Now or never, she thought, placing her hand on the stair rail for support. She stepped up, noticing the shadow of the iron poker lengthening along the wall. Did she really think she could fight someone off with it? Especially a large man? Kate wondered if she should call Mr. Burton. He would search the house for her, wouldn’t he? A girl alone in a big, new house at night, who thinks she heard a strange noise? Right, she kidded herself.
She decided to scratch the idea of calling Mr. Burton. At his age, he couldn’t protect her from anyone any better than she could and calling the police would be even worse—if they didn’t find anyone in the house, the embarrassment alone would kill her.
She crested the last step and flipped on the light switch, chasing away the wicked shadows with soft light. At the top of the staircase, the second floor opened up so that both the doors to the spare room and the bathroom were visible. Pausing in front of the door to the first room, she listened quietly for the sound of movement or breathing. After hearing nothing, she opened the door and turned on the light. Her heart skipped a beat. The window David had nailed shut was wide open.
***
Wells sat back in his black leather chair, arms folded behind his head. He could hear a few other detectives, Stanley and Garrett, working late, rummaging through file drawers, and chatting of bureaucratic politics over the phone. Wells turned his attention back to his own conundrum and the accumulating evidence perplexing him. Scattered atop his wooden desk were case files he’d been researching; Jevanna Water’s specifically. What had seemed to him as a standard fatal accident was beginning to show signs of foul play. Curious details surrounding her death were surfacing like bubbles in the mud—slow to form, but the pop came loud and clear.
He went over the facts again. Jevanna Waters had sped nearly 20 mph over the speed limit, which seemed excessive even if she was in a hurry, when the vehicle rolled. Capitol Highway had 25 mph curves in most spots. Most people struggled with the turns when exceeding just 10 mph over the speed limit. Though the girl was young, which did have correlations with fast driving, there didn’t seem to be an urgent need for risky speeding.

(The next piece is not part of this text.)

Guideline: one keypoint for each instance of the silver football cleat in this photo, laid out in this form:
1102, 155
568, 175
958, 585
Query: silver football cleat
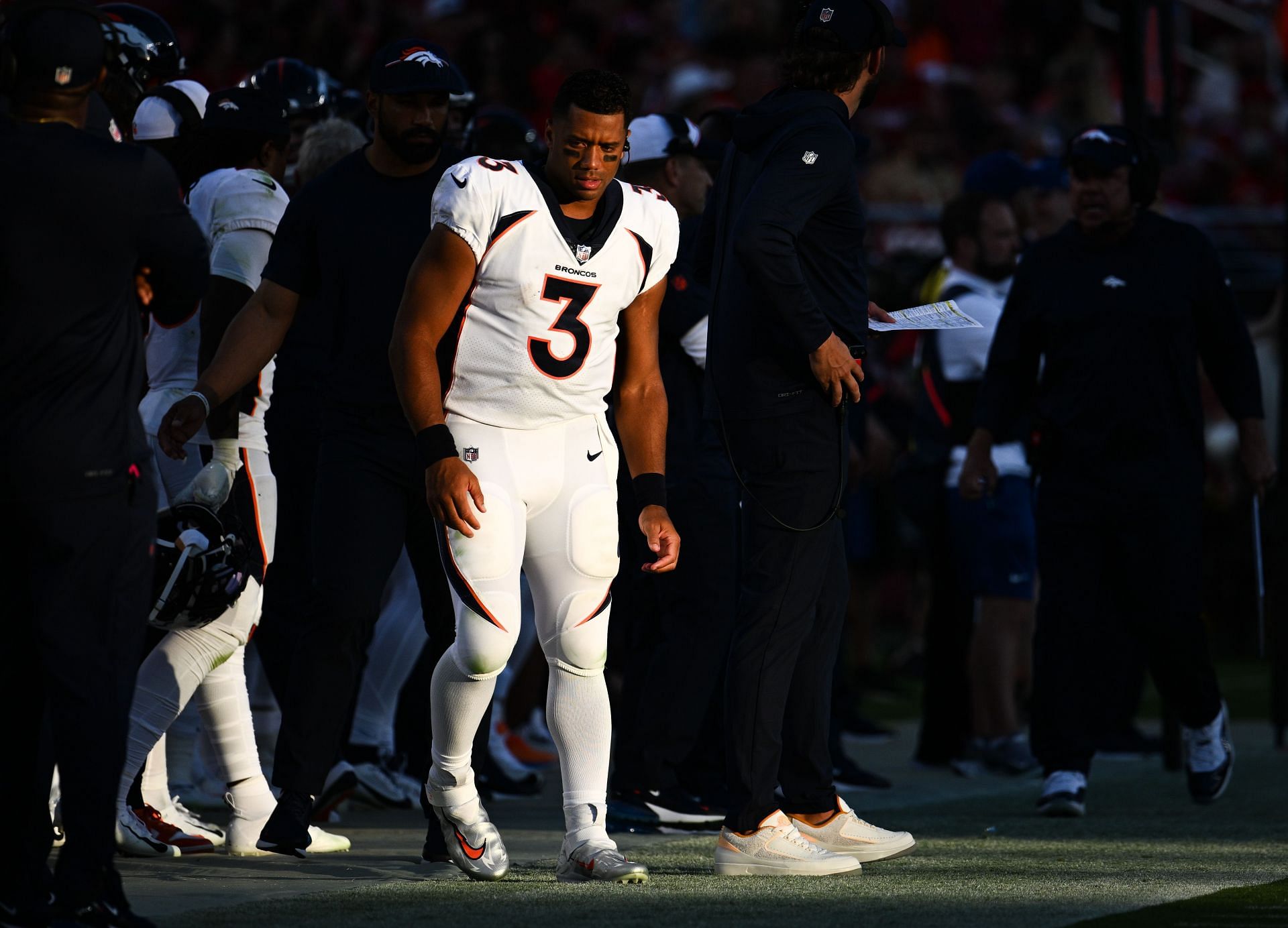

No other cars were involved, and she hadn’t been drinking. Not until the discovery of the cigarette filters did Wells consider anything was unusual about the case. Because they were dry and it had been raining heavily those few hours, somebody must have stopped at the scene before officials arrived. Someone had taken the girl’s pulse. Why hadn’t he, she, or they reported the wreck? Wells analyzed the data, tapping the end of his pen on his chin.
Unfortunately, the tests for prints on the cigarette filters came back negative, so he couldn’t prove that whoever smoked the cigarettes had also taken the girl’s pulse. Wait…he suddenly thought—whoever smoked the cigarettes had been wearing gloves, which means they had removed them to take the girl’s pulse. Wells was still waiting for forensics to confirm if the prints John lifted from Waters’ body matched those of the paramedics on scene, but he doubted they would. The first thing paramedics always did was put on their gloves, almost subconsciously, for fear of infection.